A brave young Rockwell College student has vowed to take his campaign to the Dail in order to improve services for teenagers who suffer acquired brain injuries.
Conor Devlin (15) son of Michael and Catriona Devlin from Annacarthy suffered a serious brain injury as a result of a car accident on December 3rd 2012. Now fully recovered Conor is planning to use the anniversary of his accident to highlight the lack of services for young people between the ages of 13 and 17 in Ireland with a TV appearance and an address to Dail deputies.
Conor sustained his injuries when the family car was in collision with a tractor near Dundrum.
“I had two skull fractures one to my cheek bone and a fractured base of skull. I had a bleed at my cerebellum which is the balance centre of your pain. I also had a frontal lobe injury which affects your emotions and I had little bleeds all over my brain.I was on the critical list. As there is no neuro department in Clonmel it was decided that for fear of any brain swelling or bleeding that I was transferred to Cork ICU’’.
Conor said that his troubles only really surfaced when he tried to avail of services for people with acquired brain injuries.
“There are no such service available in Ireland for 13 to 17 year olds with acquired brain injuries,” he said.
His mother pleaded for help. Mary Heffernan from Aquired Brain Injury (ABI) in Cashel went beyond their remit and came to the rescue of the family.

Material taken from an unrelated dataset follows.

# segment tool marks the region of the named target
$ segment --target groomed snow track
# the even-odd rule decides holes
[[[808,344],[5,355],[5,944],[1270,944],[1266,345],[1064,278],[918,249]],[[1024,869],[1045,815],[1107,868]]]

“ Mary helped reassure my mum that all specialities were put in place for me, the psychology support I needed was in Tullamore this was arranged through ABI as there was none locally. Having the specialised care in place ensured that I only had to have 2 weeks assessment in the National rehabilitation centre in Dun Laoghaire’’.
Conor is now in Transition Year in Rockwell. “The lack of support for my age group has greatly upset me and I want to help do something about this.The earlier the specialist services are put in place the better the outcome. If this is the case why are they not in place for such a high risk group’’. ’.